In the previous step, we calculated the average number of comments for ask posts created during each hour of the day - stored in the list of lists named avg_by_hour.

Since this format makes results hard to read, we will now create a new list of lists with sorted values in it. 

In [13]:
# Creating a list that equals avg_by_hour with swapped columns.
swap_avg_by_hour = []

for row in avg_by_hour:
    swap_avg_by_hour.append([row[1], row[0]])
    
swap_avg_by_hour

[[7.796296296296297, '03'],
 [14.741176470588234, '13'],
 [8.127272727272727, '00'],
 [10.8, '19'],
 [6.746478873239437, '22'],
 [10.25, '08'],
 [13.233644859813085, '14'],
 [7.170212765957447, '04'],
 [11.383333333333333, '01'],
 [7.985294117647059, '23'],
 [13.440677966101696, '10'],
 [10.08695652173913, '05'],
 [11.46, '17'],
 [21.525, '20'],
 [16.796296296296298, '16'],
 [7.852941176470588, '07'],
 [23.810344827586206, '02'],
 [5.5777777777777775, '09'],
 [9.41095890410959, '12'],
 [16.009174311926607, '21'],
 [13.20183486238532, '18'],
 [9.022727272727273, '06'],
 [38.5948275862069, '15'],
 [11.051724137931034, '11']]

In [14]:
# Sorting the swap_avg_by_hour in descending order
sorted_swap = sorted(swap_avg_by_hour, reverse = True)

print("Top 5 Hours for Ask Posts Comments")

for avg, hr in sorted_swap[:5]:
    string = "{}: {:.2f} average comments per post".format(dt.datetime.strptime(hr, "%H").strftime("%H:%M"),avg)
    print(string)

Top 5 Hours for Ask Posts Comments
15:00: 38.59 average comments per post
02:00: 23.81 average comments per post
20:00: 21.52 average comments per post
16:00: 16.80 average comments per post
21:00: 16.01 average comments per post


The hour with the most average comments is 15:00. It receives 38.59 comments per post.
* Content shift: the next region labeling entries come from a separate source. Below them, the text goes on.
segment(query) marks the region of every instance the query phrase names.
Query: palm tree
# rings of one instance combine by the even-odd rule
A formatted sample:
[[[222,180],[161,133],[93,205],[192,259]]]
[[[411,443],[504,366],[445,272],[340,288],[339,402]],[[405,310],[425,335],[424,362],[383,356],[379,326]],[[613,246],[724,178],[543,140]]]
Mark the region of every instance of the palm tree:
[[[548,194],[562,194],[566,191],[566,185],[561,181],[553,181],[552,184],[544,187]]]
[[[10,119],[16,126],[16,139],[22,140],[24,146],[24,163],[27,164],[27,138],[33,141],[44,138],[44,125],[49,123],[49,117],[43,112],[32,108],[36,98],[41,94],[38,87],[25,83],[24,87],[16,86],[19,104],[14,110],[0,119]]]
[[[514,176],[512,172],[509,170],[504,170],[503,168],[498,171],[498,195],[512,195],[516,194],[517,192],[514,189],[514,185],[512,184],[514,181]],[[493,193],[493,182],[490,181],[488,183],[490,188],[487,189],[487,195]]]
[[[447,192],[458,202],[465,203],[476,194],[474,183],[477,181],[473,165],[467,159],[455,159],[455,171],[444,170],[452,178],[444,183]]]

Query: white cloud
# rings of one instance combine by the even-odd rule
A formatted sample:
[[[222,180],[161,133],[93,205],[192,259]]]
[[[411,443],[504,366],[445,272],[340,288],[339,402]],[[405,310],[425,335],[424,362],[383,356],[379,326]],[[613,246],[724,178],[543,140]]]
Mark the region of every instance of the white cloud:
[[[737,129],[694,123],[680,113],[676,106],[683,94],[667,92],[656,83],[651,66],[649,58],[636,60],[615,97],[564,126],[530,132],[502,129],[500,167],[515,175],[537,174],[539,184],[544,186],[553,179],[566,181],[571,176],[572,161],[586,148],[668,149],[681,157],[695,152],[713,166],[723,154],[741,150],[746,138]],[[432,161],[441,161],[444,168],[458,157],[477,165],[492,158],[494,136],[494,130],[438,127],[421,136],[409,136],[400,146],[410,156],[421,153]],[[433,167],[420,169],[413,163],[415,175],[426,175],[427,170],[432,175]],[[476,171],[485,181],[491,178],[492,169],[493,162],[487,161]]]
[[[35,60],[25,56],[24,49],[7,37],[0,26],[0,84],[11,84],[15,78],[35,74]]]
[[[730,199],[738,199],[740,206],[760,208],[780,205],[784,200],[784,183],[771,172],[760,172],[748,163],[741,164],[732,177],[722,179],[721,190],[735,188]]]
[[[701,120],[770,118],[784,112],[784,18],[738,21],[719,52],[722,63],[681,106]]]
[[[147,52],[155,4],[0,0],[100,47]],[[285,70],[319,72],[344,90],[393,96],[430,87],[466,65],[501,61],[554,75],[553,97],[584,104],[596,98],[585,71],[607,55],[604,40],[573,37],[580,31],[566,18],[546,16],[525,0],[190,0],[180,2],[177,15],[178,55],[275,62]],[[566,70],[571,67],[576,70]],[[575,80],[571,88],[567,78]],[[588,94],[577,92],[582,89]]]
The second hour which is convenient for posting is 02:00. It receives approximately 24 comments per post. However, there's about a 60% increase in the number of comments in the first hour compared to the second-highest hour.


According to the set documentation - https://www.kaggle.com/hacker-news/hacker-news-posts, the timezone used is Eastern Time in the US.

## 8. Conclusion

In this guided project, we analyze Ask HN and Show HN posts in reduced Hacker News data set. Ask HN posts are submitted when users want to ask a certain question. Show HN posts are submitted when users want to show the community generally something interesting. We aimed to find which of these posts are likely to receive more comments. Since we found that ask posts receive more comments on average than show posts, we continued further analysis only with ask posts. Here we found that posts created at 15:00 (Eastern Time zone) receive the most comments on average.